Likewise, UK Finance, representing over 300 financial services, noted that Britcoin could introduce more risks for Payment Interface Providers (PIPs). Because PIPs would have to bear the costs of KYC/AML compliance, operational resilience, and customer protections, they would have to recoup these expenditures through fees.

The organization even suggested that “funding could be provided from the public sector.” Additionally, the proposed Britcoin’s initial limit of £10,000 to £20,000 could be excessive. UK Finance argues for a £3,000 to £5,000 limit instead, which better reflects consumer habits.

On a consumer level, a retail CBDC could be akin to surveillance on steroids. The central bank would have access to detailed spending habits, which could even be directed or cut off via smart contracts under the BoE’s discretion. This is what makes Britcoin so fundamentally different from cryptocurrencies.

So far, the public feedback has been largely negative after Threadneedle Street received over 50,000 responses. This was despite a new delineation having entered the public discourse – private but not anonymous. In other words, provisionally private.

“Under certain circumstances, the authorities, law enforcement, tax … can have access to the records of all of your transactions in your bank accounts.”

Jon Cunliffe, BoE’s deputy governor

Regarding de-banking in the political arena, as with Canadian truck protests, a CBDC would likely streamline it.
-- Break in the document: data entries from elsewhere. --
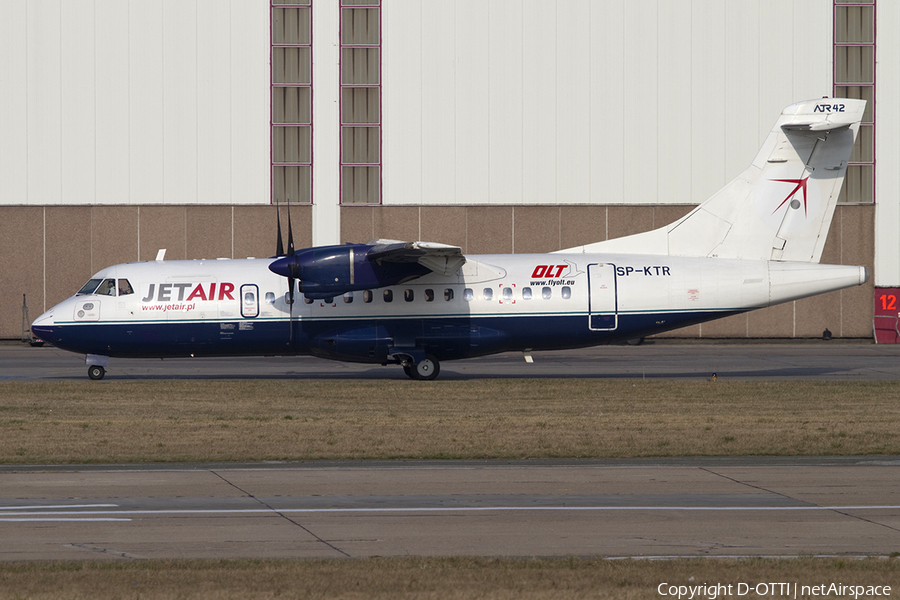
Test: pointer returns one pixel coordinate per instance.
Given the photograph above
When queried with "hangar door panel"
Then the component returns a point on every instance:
(603, 307)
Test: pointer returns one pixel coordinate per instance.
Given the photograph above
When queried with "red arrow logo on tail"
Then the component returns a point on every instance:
(800, 185)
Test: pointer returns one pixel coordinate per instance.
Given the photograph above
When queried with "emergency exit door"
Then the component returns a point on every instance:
(602, 304)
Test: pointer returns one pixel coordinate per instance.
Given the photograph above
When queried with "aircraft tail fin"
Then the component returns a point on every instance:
(780, 207)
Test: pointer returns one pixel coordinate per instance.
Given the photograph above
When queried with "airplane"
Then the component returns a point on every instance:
(755, 243)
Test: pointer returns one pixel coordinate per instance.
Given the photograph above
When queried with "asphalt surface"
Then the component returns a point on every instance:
(694, 507)
(814, 359)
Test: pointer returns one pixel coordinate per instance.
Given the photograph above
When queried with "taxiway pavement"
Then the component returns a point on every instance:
(646, 508)
(812, 359)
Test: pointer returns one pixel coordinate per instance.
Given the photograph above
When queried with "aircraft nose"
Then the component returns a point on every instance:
(43, 326)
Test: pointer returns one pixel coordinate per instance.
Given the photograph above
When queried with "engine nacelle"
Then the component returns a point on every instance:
(329, 271)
In a recent viral video, Nigel Farage described such capability as “becoming a non-person.”

Based on the present CBDC controversy, the launch is not expected until 2025. In the meantime, Jeremy Hunt, Chancellor of the Exchequer, assured the public that “cash is here to stay.”

Since Britcoin is still in consultation, China’s digital yuan (e-CNY) will continue demonstrating its use cases. In geopolitical terms, the digital renminbi has already raised concerns it weakens US leverage over China. The manufacturing superpower could mandate digital payments along its Silk Road initiative.